Le désastre judiciaire que les défenseurs des droits de l’homme craignaient ne s’est pas produit. Ils redoutaient que les policiers soient tout purement et simplement acquittés.

Mais ce n’est pas pour autant que les parties civiles se déclarent satisfaites, elles ont toujours en ligne de mire le général Numbi, le chef de la police au moment des faits, celui chez qui Chebeya se rendait quand il a été capturé et mis à mort.

Si l’appel est accepté, c’est la Haute Cour militaire qui jugera en deuxième instance.

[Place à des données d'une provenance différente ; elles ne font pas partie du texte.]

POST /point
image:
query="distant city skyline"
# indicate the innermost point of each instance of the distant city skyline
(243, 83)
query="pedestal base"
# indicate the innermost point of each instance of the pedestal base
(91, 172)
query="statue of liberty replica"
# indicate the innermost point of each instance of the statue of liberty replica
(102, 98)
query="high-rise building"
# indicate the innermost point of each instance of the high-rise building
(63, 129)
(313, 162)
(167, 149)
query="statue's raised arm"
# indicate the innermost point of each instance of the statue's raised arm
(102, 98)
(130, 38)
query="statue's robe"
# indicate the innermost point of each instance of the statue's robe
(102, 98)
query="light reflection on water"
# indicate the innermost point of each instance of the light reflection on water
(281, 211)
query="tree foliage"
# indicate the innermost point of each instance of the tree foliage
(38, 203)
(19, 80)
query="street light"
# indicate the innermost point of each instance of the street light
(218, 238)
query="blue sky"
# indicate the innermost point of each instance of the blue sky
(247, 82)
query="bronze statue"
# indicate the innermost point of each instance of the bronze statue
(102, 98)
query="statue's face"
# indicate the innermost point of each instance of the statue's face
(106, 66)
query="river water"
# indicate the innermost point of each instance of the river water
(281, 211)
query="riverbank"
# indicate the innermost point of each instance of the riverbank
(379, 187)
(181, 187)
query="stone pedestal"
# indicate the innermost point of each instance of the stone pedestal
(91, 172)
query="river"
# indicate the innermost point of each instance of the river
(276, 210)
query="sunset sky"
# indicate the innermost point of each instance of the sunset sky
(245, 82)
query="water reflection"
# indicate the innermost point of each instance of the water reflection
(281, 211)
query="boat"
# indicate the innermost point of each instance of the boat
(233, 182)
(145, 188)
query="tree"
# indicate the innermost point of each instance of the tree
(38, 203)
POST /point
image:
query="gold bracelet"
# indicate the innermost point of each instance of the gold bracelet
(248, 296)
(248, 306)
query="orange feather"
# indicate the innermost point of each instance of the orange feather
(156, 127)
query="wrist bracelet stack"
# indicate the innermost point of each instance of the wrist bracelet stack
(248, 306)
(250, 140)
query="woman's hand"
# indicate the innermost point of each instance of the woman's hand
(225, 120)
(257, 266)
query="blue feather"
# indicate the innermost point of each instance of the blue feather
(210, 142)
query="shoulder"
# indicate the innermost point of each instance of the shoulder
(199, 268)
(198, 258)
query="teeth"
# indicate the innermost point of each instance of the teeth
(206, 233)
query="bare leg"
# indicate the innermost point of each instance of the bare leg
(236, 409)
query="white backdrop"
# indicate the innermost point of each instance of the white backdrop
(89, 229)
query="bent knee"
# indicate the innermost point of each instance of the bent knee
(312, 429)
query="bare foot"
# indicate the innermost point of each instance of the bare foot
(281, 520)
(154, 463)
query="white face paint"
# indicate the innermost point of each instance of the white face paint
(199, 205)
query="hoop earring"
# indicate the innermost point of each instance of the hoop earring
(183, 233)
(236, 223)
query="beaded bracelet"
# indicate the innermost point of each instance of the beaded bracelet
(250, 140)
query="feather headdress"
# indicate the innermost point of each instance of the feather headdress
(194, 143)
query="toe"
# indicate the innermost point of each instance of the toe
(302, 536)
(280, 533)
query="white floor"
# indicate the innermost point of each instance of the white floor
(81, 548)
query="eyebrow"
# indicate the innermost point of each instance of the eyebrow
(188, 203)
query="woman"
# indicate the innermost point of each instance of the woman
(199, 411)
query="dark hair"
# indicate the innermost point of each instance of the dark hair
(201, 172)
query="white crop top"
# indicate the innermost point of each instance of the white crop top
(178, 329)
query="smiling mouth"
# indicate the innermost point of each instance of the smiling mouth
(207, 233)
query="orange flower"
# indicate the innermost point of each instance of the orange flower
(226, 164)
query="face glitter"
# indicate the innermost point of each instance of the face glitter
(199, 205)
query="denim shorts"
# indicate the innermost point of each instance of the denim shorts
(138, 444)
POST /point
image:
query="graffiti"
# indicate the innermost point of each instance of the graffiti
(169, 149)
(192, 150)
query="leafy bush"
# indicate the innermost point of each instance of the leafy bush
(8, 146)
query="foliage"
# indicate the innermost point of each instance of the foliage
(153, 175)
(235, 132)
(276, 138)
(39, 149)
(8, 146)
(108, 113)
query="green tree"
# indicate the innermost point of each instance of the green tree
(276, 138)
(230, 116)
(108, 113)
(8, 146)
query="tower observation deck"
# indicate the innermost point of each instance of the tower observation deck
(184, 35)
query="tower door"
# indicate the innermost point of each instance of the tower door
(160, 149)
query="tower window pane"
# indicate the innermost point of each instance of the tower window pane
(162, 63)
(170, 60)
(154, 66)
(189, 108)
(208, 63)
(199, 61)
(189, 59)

Elle dispose de la compétence d’inculper Numbi.

Les parties civiles encaissent mal la non-qualification d’assassinat pour Fidèle Bazana, le chauffeur de Chebeya, témoin gênant dont on a fait disparaître le corps. Autant de raisons pour faire appel.

Du côté de la défense, on se félicite de l’acquittement de trois policiers. Et on considère les condamnations prononcées comme des erreurs judiciaires, ou, pire, un sacrifice de boucs émissaires pour l’opinion publique.

Et puis il restera une bizarrerie de ce procès : la condamnation par contumace d’un accusé considéré en fuite, alors que tout le monde sait très bien qu’il a été arrêté depuis le mois d’avril.